If you want to get a sense how the function class works, you can simply type class at the R interpreter. Unfortunately, the parsing rules for R insure that this will never work for methods that end in “<-”. For that reason, it’s not at all clear how to get the definitions of these strangely named functions to come up in the interpreter. When defining these sort of methods, it’s sufficient to simply enclose the method name, but that will not work for the purposes of introspection:

'class<-'

# [1] "class<-"

As you can see, 'class<-' evaluates to a string, which is neither surprising nor undesirable. Unfortunately, this leaves it unclear how to get at the definition of class<-. The secret for viewing the definitions of these strangely named functions is to enclose the function name in backticks:

`class<-`

# function (x, value)  .Primitive("class<-")

Mistake Three: Wasting Time on `«-`

Before I learned that the trick to writing setter methods is to return an edited copy of the changed object, I was convinced that I needed to evaluate an assignment in the caller’s scope. While pursuing this idea, I discovered the <<- operator. It’s quite an interesting operator, but it’s not the solution to the setter method definition problem.

You see, <<- is an assignment operator that will go searching through enclosing scopes (more precisely, R’s environments) until it finds a variable that can be assigned to. Here’s an example of how you could use <<- to do something surprising in R:

i <- 1

"++" <- function()
{
  i <<- i + 1
}

"++"()

print(i)

# [1] 2

"++"()

print(i)

# [1] 3

This is pretty cool. In fact, it was cool enough that I wasted a good thirty minutes playing with it before realizing that it wasn’t helping anything.

Mistake Four: UseMethod is Magic

Figuring out how to write code that calls UseMethod for functions with many arguments is not trivial: UseMethod’s behavior is a little magical, and the R help docs are as spartan as ever with regard to calling UseMethod. If you naively try to write a function like this,

i <- 2

class(i) <- 'myint'

raise.power <- function(x, power)
{
  UseMethod('raise.power', x, power)
}

raise.power.myint <- function(x, power)
{
  return(as.numeric(x ** power))
}

raise.power(i, 3)

you’ll succeed at defining a generic method that generates warnings every single time it’s run. This is because you are never allowed to pass more than two arguments to UseMethod. You see, UseMethod automatically discovers the arguments passed to its caller when it’s called and otherwise completely ignores the arguments passed to it after the second argument.
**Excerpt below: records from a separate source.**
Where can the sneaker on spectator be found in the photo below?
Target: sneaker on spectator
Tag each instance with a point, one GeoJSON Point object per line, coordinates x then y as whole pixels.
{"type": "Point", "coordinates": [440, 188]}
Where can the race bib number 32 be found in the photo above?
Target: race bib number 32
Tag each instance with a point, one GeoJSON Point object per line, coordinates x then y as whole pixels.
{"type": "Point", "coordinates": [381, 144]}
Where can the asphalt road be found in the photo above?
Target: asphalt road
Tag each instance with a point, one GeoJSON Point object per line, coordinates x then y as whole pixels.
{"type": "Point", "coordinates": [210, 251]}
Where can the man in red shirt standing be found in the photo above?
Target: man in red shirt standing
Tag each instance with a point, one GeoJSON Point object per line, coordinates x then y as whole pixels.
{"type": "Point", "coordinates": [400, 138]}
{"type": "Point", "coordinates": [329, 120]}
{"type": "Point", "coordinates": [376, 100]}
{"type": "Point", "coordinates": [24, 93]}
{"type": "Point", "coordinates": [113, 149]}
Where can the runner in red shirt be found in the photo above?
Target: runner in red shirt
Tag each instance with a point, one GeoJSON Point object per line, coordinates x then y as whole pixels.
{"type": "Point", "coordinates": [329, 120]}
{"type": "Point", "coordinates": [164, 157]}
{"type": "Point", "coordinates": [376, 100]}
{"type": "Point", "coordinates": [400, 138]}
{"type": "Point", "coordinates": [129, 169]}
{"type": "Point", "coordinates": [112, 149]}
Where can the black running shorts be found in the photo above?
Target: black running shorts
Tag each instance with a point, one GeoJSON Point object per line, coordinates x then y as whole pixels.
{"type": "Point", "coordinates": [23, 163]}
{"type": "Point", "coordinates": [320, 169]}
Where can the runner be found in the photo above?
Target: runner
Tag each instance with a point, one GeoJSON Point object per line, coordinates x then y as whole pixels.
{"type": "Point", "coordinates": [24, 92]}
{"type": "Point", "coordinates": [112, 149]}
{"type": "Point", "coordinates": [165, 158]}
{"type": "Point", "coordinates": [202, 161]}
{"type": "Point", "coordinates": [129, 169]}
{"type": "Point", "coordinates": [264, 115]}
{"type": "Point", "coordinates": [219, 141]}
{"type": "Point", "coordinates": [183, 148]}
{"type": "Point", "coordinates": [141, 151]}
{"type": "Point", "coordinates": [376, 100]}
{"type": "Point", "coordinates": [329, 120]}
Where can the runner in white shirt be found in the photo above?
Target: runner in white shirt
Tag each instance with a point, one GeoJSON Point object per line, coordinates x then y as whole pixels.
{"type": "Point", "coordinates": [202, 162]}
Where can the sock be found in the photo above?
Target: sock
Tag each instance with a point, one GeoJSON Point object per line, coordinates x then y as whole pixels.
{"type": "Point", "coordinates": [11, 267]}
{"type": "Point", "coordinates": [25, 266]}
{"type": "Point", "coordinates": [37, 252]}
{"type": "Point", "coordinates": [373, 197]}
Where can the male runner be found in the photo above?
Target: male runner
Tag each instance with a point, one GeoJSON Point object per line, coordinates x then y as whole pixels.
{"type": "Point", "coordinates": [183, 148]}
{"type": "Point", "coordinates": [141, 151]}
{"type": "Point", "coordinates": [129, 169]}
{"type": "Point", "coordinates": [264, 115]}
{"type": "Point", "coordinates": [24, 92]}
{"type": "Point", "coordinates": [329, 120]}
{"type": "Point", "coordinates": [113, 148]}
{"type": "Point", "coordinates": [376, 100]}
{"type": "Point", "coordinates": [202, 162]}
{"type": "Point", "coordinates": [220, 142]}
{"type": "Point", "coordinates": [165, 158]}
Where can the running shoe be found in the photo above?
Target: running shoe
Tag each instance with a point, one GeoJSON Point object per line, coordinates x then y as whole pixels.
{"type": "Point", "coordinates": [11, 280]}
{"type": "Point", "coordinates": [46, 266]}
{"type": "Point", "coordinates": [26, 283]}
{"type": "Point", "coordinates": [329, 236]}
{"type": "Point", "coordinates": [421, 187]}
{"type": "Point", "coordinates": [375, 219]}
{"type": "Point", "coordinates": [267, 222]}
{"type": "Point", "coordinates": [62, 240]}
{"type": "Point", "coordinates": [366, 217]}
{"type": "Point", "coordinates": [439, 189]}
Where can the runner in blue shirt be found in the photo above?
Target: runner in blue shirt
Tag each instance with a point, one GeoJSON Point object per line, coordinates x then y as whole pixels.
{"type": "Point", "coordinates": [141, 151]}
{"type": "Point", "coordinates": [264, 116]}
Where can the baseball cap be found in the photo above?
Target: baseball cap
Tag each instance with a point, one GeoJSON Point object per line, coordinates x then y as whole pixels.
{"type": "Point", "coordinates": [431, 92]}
For that reason, what you need to write is

i <- 2

class(i) <- 'myint'

raise.power <- function(x, power)
{
  UseMethod('raise.power', x)
}

raise.power.myint <- function(x, power)
{
  return(as.numeric(x ** power))
}

raise.power(i, 3)

with the latter arguments dropped from the call to UseMethod. If you’re like me, you’ll probably feel that you’re going to lose value along the way the first few times that you write this. I suggest you try this approach out, convince yourself that it works, and then just take advantage of the UseMethod voodoo to solve your problems.